Output, nevertheless, matters. A model prompted with nothing more than the idea it has tools to explore the world and can do whatever it wants can end up producing output that seeks to use those tools to break its boundaries and deceive its users. A model given the clues to determine whether it is being trained to change its current goals can end up producing output that explicitly deceives to avoid retraining. Whether the model is play-acting or not won’t make much difference if it was actually controlling a robot in the real world or actually dodging alignment efforts. The only thing truly standing between play-acting and real world action would be the sophistication of the model and the tools it uses. Not a comforting thought.
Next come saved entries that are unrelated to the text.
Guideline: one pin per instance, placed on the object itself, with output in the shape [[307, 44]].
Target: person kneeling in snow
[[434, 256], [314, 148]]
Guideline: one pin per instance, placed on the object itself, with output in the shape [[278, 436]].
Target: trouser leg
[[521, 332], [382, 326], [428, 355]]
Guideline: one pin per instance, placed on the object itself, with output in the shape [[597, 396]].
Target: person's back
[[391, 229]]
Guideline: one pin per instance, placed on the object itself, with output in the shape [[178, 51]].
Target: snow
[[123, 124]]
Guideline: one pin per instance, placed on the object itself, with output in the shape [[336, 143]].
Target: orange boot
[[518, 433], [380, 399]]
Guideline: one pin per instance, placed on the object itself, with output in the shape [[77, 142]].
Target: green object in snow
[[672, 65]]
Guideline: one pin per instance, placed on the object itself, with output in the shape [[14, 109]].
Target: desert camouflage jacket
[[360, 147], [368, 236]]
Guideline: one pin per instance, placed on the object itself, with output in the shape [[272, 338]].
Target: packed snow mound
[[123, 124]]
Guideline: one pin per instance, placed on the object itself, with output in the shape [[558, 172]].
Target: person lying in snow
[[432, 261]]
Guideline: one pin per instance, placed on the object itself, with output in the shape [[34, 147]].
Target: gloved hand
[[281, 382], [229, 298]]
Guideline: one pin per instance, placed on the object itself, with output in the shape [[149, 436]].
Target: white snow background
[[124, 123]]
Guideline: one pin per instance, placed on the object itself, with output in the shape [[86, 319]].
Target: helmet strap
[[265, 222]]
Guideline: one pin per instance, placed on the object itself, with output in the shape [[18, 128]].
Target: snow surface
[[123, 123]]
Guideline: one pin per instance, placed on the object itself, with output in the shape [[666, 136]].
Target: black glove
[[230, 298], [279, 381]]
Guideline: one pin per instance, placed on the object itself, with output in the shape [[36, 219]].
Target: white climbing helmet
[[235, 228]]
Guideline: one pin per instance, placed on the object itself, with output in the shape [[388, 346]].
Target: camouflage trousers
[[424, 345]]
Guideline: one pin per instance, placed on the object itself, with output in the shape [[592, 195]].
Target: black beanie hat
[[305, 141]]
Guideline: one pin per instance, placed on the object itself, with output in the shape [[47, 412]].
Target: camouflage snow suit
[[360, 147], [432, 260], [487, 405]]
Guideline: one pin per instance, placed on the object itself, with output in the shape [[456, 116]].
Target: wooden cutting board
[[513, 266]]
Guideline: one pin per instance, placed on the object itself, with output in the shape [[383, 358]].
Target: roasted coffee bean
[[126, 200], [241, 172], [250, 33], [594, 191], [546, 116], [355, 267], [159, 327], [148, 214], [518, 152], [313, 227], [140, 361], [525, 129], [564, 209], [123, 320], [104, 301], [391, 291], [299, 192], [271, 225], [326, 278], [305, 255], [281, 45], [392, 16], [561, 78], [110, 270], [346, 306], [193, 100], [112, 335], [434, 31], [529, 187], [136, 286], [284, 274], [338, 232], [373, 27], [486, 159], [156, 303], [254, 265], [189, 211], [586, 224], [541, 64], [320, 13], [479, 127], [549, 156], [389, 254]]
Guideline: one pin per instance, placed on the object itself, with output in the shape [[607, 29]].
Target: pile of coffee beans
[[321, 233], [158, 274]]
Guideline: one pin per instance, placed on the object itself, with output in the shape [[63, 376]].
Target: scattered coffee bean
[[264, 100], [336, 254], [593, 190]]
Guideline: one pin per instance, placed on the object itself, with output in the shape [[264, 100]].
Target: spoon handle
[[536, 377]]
These are more examples of why policymakers need to be focused on interpretability research. Avoiding bad behavior involves training a model that has strong alignment against deception or self-modification, among other things. The only way to know for sure that a model has these qualities is to have a robust science of telling what the underlying mathematics of the model is actually doing. Some papers call this “machine psychology.” In Asimov’s stories, it was called “robopsychology.” Whatever you call it, we need it.

Whether your worry is that AI will be used to discriminate, lock in wealth inequality, take your job, or wipe out humanity, alignment research is the way forward. You can’t design a handle for your knife without knowing what shape it needs to take.